Im approaching the clearing stage and instructions call for adding additives soon and im wondering about how to add them properly. My kit instructions simply say to dump the additives in and stir, but iv noticed the instructions are pretty simple and leave alot to the imagination. i dont know if your familiar with craig from craig tube, but he has a good make your own wine kit video on youtube. he stated and showed to dilute the additive with water, although i think it was just for his pot sorbate. now im wondeing if i should dilute my additives that came with my kit. Ill have to look later at the exact names of the additives but i believe the kit came with, kielosol, chitosan and a wine conditioner.


----------



## Runningwolf (May 24, 2012)

I always dissolve meta and sorbate in warm water before stirring them in. I would not do that with the clearing agents though.
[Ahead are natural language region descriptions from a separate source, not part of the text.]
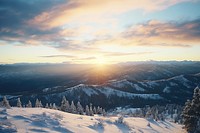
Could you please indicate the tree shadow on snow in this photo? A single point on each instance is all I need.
(44, 121)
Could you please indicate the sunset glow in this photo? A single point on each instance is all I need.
(99, 32)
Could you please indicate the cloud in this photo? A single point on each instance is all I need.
(94, 11)
(183, 34)
(58, 56)
(125, 54)
(86, 25)
(71, 57)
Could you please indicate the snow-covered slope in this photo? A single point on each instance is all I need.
(47, 120)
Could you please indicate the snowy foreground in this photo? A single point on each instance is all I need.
(47, 120)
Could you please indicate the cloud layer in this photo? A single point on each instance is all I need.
(90, 26)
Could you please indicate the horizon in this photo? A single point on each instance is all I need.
(99, 32)
(67, 63)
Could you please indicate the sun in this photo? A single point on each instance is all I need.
(100, 61)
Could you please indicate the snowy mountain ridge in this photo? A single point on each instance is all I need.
(48, 120)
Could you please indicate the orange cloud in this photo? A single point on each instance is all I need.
(94, 11)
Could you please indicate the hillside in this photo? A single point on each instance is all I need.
(48, 120)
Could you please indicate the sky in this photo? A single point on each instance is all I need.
(98, 31)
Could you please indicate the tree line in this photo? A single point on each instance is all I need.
(65, 106)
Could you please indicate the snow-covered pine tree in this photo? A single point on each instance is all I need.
(79, 108)
(19, 104)
(104, 112)
(29, 105)
(37, 103)
(5, 102)
(47, 106)
(98, 110)
(40, 104)
(191, 113)
(87, 110)
(91, 110)
(73, 108)
(54, 106)
(64, 104)
(95, 110)
(50, 106)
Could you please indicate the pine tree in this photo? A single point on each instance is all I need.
(191, 113)
(54, 106)
(73, 108)
(87, 110)
(50, 106)
(5, 102)
(19, 104)
(47, 105)
(104, 112)
(95, 110)
(37, 103)
(91, 111)
(29, 105)
(79, 108)
(64, 104)
(40, 104)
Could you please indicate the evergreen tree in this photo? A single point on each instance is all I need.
(47, 105)
(91, 110)
(37, 103)
(87, 110)
(95, 110)
(40, 104)
(73, 108)
(54, 106)
(64, 106)
(79, 108)
(29, 105)
(19, 104)
(191, 113)
(50, 106)
(5, 102)
(104, 112)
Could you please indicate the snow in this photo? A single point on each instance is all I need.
(47, 120)
(125, 83)
(166, 90)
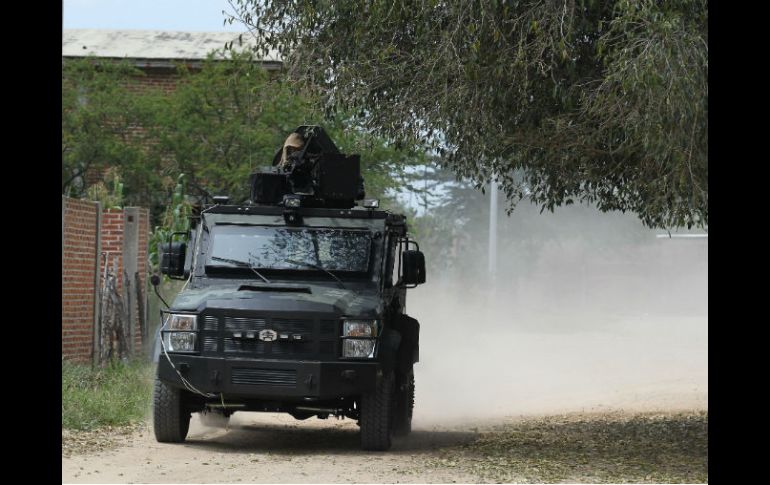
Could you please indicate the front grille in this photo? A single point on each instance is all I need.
(242, 323)
(226, 334)
(264, 377)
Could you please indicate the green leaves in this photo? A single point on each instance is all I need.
(602, 101)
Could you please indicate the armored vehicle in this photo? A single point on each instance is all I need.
(294, 302)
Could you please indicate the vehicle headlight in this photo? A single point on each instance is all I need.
(178, 321)
(180, 341)
(180, 332)
(359, 328)
(359, 338)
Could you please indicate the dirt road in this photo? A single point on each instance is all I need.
(271, 448)
(624, 385)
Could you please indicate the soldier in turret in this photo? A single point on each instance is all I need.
(293, 143)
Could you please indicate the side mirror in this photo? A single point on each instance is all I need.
(172, 256)
(414, 268)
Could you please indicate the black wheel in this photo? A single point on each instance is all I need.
(377, 415)
(171, 418)
(402, 421)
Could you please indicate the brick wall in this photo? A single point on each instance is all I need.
(79, 266)
(82, 259)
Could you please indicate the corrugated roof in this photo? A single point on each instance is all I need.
(150, 44)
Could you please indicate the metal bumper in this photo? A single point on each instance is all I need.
(270, 379)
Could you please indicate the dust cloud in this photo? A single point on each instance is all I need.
(588, 312)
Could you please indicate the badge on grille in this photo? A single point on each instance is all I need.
(268, 335)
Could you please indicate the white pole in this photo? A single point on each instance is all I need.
(492, 230)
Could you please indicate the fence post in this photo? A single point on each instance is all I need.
(97, 286)
(130, 255)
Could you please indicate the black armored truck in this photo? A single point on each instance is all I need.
(294, 302)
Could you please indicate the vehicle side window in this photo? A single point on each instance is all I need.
(391, 272)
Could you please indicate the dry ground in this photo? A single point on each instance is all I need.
(272, 448)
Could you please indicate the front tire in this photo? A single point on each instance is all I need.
(377, 415)
(171, 419)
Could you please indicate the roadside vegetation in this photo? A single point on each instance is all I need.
(118, 394)
(594, 448)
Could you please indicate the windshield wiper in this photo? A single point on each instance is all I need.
(318, 267)
(242, 264)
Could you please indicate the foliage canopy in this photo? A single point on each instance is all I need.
(604, 102)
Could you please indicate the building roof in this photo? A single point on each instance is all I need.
(152, 45)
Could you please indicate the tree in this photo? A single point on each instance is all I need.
(98, 113)
(604, 102)
(228, 120)
(220, 124)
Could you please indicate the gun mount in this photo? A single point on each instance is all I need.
(316, 172)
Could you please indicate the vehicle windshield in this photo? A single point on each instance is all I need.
(283, 248)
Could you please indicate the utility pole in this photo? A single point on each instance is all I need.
(492, 231)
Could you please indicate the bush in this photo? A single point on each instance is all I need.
(115, 395)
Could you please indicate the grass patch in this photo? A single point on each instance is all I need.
(615, 448)
(116, 395)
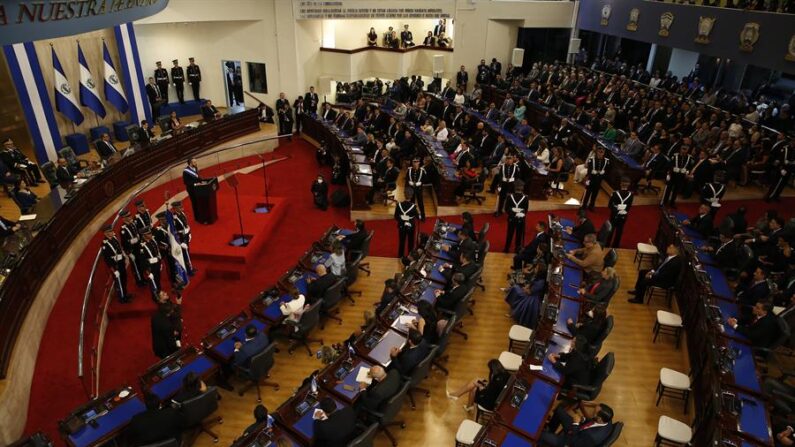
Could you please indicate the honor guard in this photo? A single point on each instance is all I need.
(597, 170)
(161, 79)
(113, 254)
(178, 77)
(414, 180)
(516, 206)
(620, 202)
(183, 233)
(507, 174)
(194, 78)
(131, 242)
(142, 217)
(681, 164)
(405, 216)
(783, 168)
(150, 254)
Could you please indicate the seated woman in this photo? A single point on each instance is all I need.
(484, 392)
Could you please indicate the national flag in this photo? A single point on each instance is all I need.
(89, 97)
(65, 101)
(181, 273)
(114, 93)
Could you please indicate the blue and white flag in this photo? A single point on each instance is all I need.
(114, 94)
(181, 272)
(89, 97)
(65, 101)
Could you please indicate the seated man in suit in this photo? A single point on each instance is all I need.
(383, 386)
(665, 276)
(589, 427)
(701, 222)
(405, 360)
(154, 424)
(333, 427)
(447, 300)
(762, 330)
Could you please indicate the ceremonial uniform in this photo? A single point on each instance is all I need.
(113, 254)
(405, 216)
(516, 207)
(161, 79)
(194, 79)
(597, 170)
(677, 178)
(178, 77)
(619, 204)
(414, 180)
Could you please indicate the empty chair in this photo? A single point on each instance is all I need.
(258, 370)
(673, 384)
(309, 320)
(672, 432)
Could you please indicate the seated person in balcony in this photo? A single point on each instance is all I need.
(372, 38)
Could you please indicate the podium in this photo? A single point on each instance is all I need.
(205, 202)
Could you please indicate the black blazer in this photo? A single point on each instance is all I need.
(337, 430)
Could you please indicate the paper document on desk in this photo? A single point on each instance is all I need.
(363, 376)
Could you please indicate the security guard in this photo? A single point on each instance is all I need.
(178, 77)
(516, 207)
(620, 202)
(597, 170)
(161, 79)
(113, 254)
(681, 164)
(405, 216)
(414, 180)
(150, 254)
(194, 78)
(183, 233)
(131, 242)
(142, 217)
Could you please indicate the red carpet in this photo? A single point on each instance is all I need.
(56, 389)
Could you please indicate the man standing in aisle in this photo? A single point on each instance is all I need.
(194, 78)
(405, 216)
(161, 79)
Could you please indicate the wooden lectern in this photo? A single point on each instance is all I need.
(206, 207)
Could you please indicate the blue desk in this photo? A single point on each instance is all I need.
(533, 410)
(168, 386)
(226, 348)
(568, 309)
(113, 420)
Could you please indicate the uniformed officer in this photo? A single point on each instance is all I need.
(620, 202)
(131, 242)
(194, 78)
(161, 79)
(183, 233)
(405, 216)
(113, 254)
(507, 174)
(681, 164)
(414, 180)
(597, 170)
(143, 219)
(150, 254)
(516, 207)
(178, 77)
(783, 168)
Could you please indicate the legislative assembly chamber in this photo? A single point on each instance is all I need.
(538, 223)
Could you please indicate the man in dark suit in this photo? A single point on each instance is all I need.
(762, 330)
(384, 385)
(593, 426)
(665, 276)
(405, 360)
(333, 427)
(154, 424)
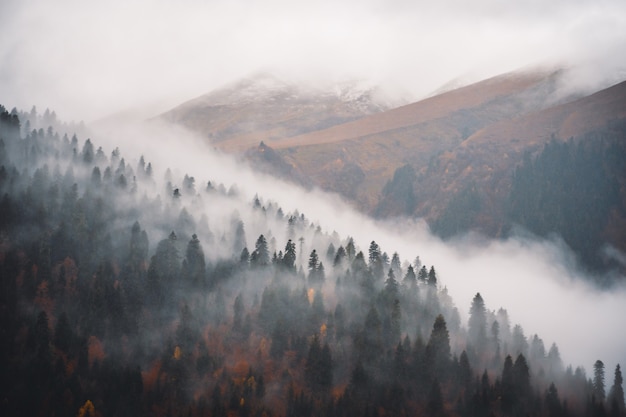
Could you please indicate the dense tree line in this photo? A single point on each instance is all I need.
(573, 189)
(121, 296)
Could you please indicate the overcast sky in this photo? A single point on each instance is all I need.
(87, 59)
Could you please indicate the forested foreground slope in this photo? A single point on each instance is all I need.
(125, 294)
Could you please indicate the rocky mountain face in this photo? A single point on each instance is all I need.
(266, 108)
(451, 158)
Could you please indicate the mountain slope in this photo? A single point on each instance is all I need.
(358, 158)
(488, 157)
(265, 108)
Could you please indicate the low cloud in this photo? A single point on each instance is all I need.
(535, 280)
(87, 60)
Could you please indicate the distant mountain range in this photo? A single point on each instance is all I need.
(431, 158)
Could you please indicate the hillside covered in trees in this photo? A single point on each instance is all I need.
(128, 289)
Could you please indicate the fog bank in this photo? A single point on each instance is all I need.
(87, 60)
(536, 281)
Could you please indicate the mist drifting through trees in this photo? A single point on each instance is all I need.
(131, 286)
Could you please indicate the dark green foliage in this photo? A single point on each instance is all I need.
(460, 213)
(193, 268)
(260, 257)
(318, 370)
(398, 196)
(89, 311)
(438, 349)
(616, 395)
(477, 326)
(570, 189)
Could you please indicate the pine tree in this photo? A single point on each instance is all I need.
(438, 348)
(477, 326)
(289, 258)
(194, 265)
(616, 397)
(598, 381)
(260, 256)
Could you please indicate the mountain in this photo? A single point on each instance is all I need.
(266, 108)
(125, 295)
(449, 158)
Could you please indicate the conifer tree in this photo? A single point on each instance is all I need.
(477, 325)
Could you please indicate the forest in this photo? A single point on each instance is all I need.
(130, 289)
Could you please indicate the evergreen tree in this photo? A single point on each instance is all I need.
(410, 279)
(194, 265)
(261, 255)
(477, 325)
(289, 258)
(318, 367)
(438, 348)
(432, 277)
(375, 262)
(616, 396)
(340, 256)
(598, 381)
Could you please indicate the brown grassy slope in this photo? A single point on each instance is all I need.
(488, 158)
(264, 108)
(357, 158)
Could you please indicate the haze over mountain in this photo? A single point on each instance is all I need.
(449, 158)
(265, 108)
(149, 265)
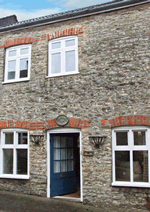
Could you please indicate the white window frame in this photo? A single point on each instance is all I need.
(130, 147)
(62, 50)
(14, 147)
(17, 58)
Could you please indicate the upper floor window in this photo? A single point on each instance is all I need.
(63, 56)
(14, 154)
(17, 63)
(131, 155)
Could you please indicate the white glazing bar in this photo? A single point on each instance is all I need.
(15, 154)
(113, 155)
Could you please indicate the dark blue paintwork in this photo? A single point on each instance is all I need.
(63, 182)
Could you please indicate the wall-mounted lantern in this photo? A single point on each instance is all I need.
(97, 140)
(36, 139)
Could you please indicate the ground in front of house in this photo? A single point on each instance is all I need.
(14, 202)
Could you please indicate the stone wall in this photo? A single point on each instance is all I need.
(113, 81)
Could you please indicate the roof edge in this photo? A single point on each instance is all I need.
(73, 14)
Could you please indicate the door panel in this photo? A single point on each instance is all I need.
(63, 160)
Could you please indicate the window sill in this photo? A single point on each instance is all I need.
(14, 81)
(25, 177)
(60, 74)
(134, 184)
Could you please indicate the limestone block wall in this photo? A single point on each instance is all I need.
(114, 81)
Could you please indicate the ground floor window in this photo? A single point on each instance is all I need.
(131, 153)
(14, 154)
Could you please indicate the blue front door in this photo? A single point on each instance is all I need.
(64, 178)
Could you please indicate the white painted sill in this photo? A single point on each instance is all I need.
(23, 177)
(60, 75)
(127, 184)
(14, 81)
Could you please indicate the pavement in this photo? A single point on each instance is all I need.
(16, 202)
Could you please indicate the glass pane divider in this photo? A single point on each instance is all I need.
(131, 166)
(149, 166)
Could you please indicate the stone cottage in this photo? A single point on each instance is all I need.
(75, 104)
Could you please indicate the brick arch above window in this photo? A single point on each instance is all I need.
(137, 120)
(50, 124)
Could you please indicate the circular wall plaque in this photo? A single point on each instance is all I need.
(62, 120)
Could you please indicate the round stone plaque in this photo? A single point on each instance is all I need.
(62, 120)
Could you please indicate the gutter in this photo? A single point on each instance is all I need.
(65, 17)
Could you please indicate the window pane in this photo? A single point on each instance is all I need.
(56, 166)
(122, 163)
(63, 166)
(56, 154)
(140, 166)
(63, 154)
(139, 138)
(12, 53)
(11, 69)
(8, 161)
(56, 45)
(23, 67)
(70, 42)
(63, 142)
(24, 51)
(22, 138)
(22, 161)
(70, 153)
(56, 63)
(70, 165)
(70, 60)
(9, 138)
(122, 138)
(56, 141)
(70, 142)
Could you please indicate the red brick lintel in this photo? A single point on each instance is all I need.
(74, 123)
(126, 121)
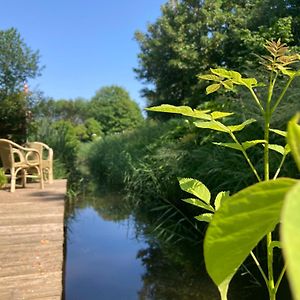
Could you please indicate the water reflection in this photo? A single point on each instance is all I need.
(105, 260)
(101, 259)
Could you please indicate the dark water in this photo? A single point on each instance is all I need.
(101, 258)
(104, 260)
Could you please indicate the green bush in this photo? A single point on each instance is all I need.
(3, 178)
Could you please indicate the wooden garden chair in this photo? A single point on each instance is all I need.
(18, 161)
(46, 154)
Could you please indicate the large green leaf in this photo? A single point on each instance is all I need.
(240, 127)
(196, 188)
(293, 138)
(239, 224)
(220, 114)
(199, 203)
(290, 233)
(212, 88)
(246, 145)
(279, 132)
(214, 125)
(182, 110)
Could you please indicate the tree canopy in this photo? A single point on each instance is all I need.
(193, 35)
(113, 108)
(18, 63)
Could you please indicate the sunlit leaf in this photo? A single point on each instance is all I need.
(246, 145)
(196, 188)
(209, 77)
(236, 76)
(220, 198)
(182, 110)
(228, 84)
(239, 224)
(279, 132)
(212, 88)
(290, 233)
(249, 82)
(214, 125)
(199, 203)
(220, 114)
(293, 138)
(240, 127)
(277, 148)
(204, 217)
(229, 145)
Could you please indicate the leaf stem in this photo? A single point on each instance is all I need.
(256, 100)
(245, 155)
(282, 94)
(280, 278)
(279, 168)
(260, 268)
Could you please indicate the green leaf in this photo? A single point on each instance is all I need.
(197, 202)
(220, 114)
(196, 188)
(214, 125)
(228, 84)
(279, 132)
(290, 233)
(293, 138)
(229, 145)
(249, 82)
(220, 198)
(182, 110)
(204, 217)
(240, 127)
(277, 148)
(288, 72)
(246, 145)
(240, 223)
(209, 77)
(235, 76)
(212, 88)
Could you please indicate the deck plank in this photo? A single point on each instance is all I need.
(31, 242)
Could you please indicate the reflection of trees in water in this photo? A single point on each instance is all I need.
(165, 279)
(110, 207)
(172, 270)
(180, 277)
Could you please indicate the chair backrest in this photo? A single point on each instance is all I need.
(6, 153)
(45, 151)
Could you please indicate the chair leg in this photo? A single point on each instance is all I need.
(24, 179)
(50, 174)
(41, 179)
(12, 181)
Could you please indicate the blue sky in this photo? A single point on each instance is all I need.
(84, 44)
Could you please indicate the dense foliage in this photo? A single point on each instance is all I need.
(18, 63)
(192, 36)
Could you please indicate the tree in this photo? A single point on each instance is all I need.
(18, 63)
(113, 108)
(193, 35)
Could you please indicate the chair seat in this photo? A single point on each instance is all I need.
(18, 160)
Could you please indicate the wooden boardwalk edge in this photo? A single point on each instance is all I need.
(32, 242)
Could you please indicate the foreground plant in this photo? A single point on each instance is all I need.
(239, 222)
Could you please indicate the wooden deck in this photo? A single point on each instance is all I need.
(31, 242)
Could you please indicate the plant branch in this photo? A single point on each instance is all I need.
(259, 268)
(282, 94)
(246, 156)
(279, 168)
(280, 278)
(256, 100)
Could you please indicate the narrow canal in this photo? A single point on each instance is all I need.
(106, 261)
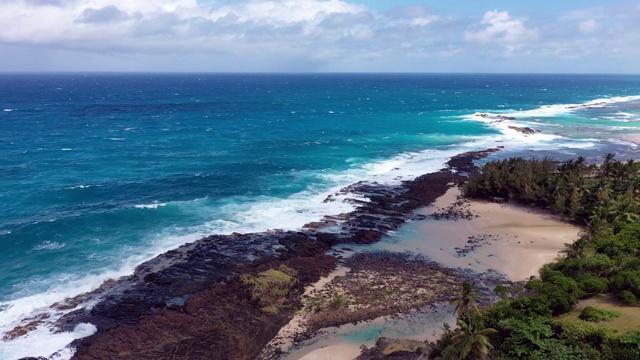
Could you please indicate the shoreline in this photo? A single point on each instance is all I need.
(172, 298)
(487, 239)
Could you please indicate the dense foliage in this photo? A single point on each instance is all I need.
(605, 260)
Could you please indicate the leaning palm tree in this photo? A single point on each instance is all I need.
(472, 342)
(466, 298)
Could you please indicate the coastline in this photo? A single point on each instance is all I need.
(492, 242)
(192, 299)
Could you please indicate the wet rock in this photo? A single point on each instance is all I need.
(189, 303)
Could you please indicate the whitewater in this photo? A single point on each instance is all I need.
(101, 172)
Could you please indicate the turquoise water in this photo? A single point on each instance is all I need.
(99, 172)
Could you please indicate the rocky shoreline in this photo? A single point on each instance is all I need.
(195, 302)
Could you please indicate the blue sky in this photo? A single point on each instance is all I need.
(561, 36)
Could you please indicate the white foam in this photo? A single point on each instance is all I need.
(48, 245)
(79, 187)
(150, 206)
(242, 214)
(42, 342)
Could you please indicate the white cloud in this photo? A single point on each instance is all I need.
(500, 27)
(589, 26)
(333, 35)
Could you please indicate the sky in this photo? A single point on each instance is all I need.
(490, 36)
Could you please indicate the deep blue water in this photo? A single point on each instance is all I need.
(99, 172)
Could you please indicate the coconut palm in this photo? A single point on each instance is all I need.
(472, 343)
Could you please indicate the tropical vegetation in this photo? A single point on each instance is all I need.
(605, 260)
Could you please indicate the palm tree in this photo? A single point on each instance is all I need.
(466, 298)
(471, 341)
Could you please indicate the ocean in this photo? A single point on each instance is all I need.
(100, 172)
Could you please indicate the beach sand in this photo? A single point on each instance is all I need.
(511, 240)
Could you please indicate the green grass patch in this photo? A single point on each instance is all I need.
(628, 318)
(271, 288)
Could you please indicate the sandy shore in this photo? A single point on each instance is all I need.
(513, 241)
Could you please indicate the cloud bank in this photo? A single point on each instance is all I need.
(306, 35)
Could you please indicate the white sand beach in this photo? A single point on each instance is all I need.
(512, 240)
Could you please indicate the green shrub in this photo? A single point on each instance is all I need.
(583, 331)
(593, 314)
(626, 285)
(592, 284)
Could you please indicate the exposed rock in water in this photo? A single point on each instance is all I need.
(191, 302)
(524, 130)
(386, 349)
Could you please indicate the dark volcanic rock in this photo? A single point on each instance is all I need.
(387, 349)
(189, 303)
(524, 130)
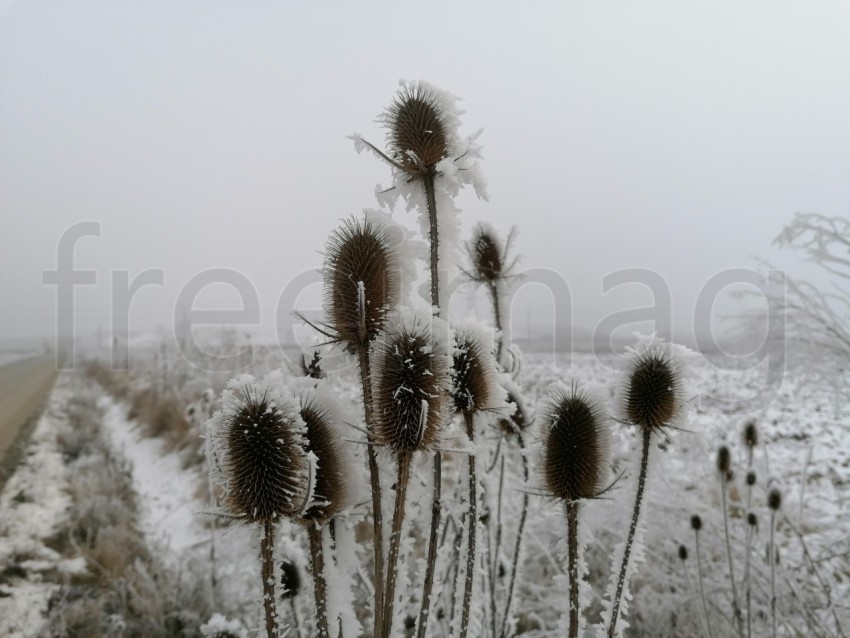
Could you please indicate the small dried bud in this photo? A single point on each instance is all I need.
(409, 383)
(361, 280)
(417, 135)
(696, 522)
(290, 578)
(750, 434)
(724, 461)
(652, 392)
(575, 444)
(774, 499)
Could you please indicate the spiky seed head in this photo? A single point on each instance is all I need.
(724, 461)
(321, 415)
(410, 382)
(652, 398)
(486, 253)
(473, 375)
(290, 579)
(774, 499)
(417, 132)
(257, 450)
(750, 434)
(575, 440)
(361, 280)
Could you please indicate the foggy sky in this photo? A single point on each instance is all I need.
(674, 136)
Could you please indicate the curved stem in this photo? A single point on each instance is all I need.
(472, 529)
(621, 581)
(518, 544)
(403, 479)
(319, 585)
(375, 480)
(267, 574)
(572, 566)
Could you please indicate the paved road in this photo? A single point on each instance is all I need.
(23, 386)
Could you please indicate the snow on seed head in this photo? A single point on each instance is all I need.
(257, 449)
(410, 382)
(361, 280)
(417, 127)
(575, 443)
(652, 396)
(473, 376)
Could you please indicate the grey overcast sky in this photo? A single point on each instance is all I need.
(676, 136)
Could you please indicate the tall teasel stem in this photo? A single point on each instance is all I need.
(575, 452)
(723, 469)
(653, 399)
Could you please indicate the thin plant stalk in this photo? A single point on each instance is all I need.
(621, 579)
(572, 565)
(736, 609)
(319, 584)
(436, 503)
(472, 528)
(518, 543)
(701, 589)
(375, 480)
(267, 573)
(404, 460)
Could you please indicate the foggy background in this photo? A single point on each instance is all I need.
(673, 136)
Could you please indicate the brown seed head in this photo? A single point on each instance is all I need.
(575, 443)
(361, 281)
(473, 372)
(258, 451)
(417, 131)
(409, 383)
(652, 390)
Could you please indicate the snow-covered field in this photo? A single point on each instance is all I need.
(804, 449)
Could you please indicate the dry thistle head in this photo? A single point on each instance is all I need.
(652, 397)
(696, 522)
(473, 376)
(322, 418)
(575, 442)
(361, 281)
(774, 499)
(724, 461)
(417, 135)
(409, 382)
(750, 434)
(257, 450)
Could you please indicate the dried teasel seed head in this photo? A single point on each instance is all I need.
(696, 522)
(410, 382)
(257, 450)
(774, 499)
(486, 254)
(652, 397)
(473, 376)
(750, 434)
(290, 579)
(322, 418)
(417, 134)
(575, 443)
(724, 461)
(361, 280)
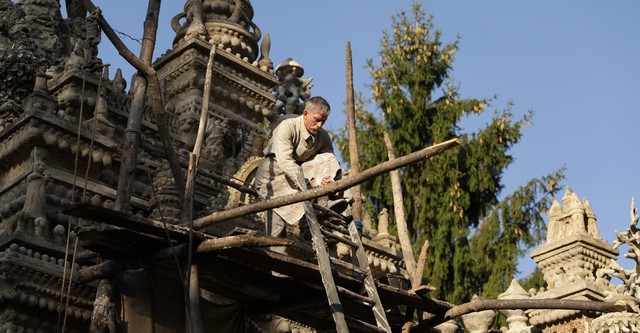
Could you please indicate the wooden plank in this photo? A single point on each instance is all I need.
(325, 269)
(241, 241)
(133, 222)
(360, 259)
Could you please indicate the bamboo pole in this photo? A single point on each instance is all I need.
(401, 222)
(187, 210)
(136, 111)
(354, 156)
(522, 304)
(327, 189)
(156, 96)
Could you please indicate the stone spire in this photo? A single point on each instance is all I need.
(227, 24)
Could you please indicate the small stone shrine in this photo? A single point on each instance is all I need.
(63, 114)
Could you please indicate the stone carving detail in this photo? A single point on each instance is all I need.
(35, 204)
(516, 319)
(572, 218)
(224, 23)
(292, 91)
(478, 322)
(616, 322)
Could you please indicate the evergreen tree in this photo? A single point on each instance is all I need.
(453, 199)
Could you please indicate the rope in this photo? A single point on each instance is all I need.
(93, 134)
(164, 224)
(73, 262)
(73, 192)
(84, 191)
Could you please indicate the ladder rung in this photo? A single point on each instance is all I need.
(348, 266)
(333, 226)
(360, 298)
(365, 324)
(338, 238)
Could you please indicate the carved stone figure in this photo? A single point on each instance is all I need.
(292, 91)
(35, 204)
(41, 228)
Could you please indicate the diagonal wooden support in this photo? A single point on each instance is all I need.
(241, 241)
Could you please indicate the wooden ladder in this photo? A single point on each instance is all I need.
(360, 260)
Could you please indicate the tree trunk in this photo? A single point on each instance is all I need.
(354, 156)
(136, 112)
(155, 94)
(401, 222)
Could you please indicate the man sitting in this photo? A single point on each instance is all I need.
(297, 145)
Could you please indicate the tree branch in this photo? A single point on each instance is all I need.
(327, 189)
(156, 100)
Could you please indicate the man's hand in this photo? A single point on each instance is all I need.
(325, 180)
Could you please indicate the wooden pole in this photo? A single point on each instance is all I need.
(103, 316)
(329, 188)
(401, 222)
(136, 111)
(194, 298)
(187, 209)
(422, 261)
(523, 304)
(354, 156)
(156, 96)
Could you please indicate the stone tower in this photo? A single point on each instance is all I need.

Not a lot of water just a few ounces and stir to dissolve before adding them in.


----------



## rjb222 (May 24, 2012)

Ok first 0.997 is probably going to be as low as the kit will go judging from you saying it has bee a week at that SG. That is also a good measure for a final. You kit will contain Sulfite of one type or another most use potassium sulfite. This should be melted in just enough hot water to melt it. Same with potassium sorbate. Sir well inbetween additions. Then add kielosol an chitosan. Top up with a similar wine not water.


----------



## shanek17 (May 26, 2012)

yea i checked and the kit gives me one package and calls it a stabilizer. so is it a k meta or sorbate? or maybe a mixture of the two?


----------



## mmadmikes1 (May 26, 2012)

A mixture of the 2.


----------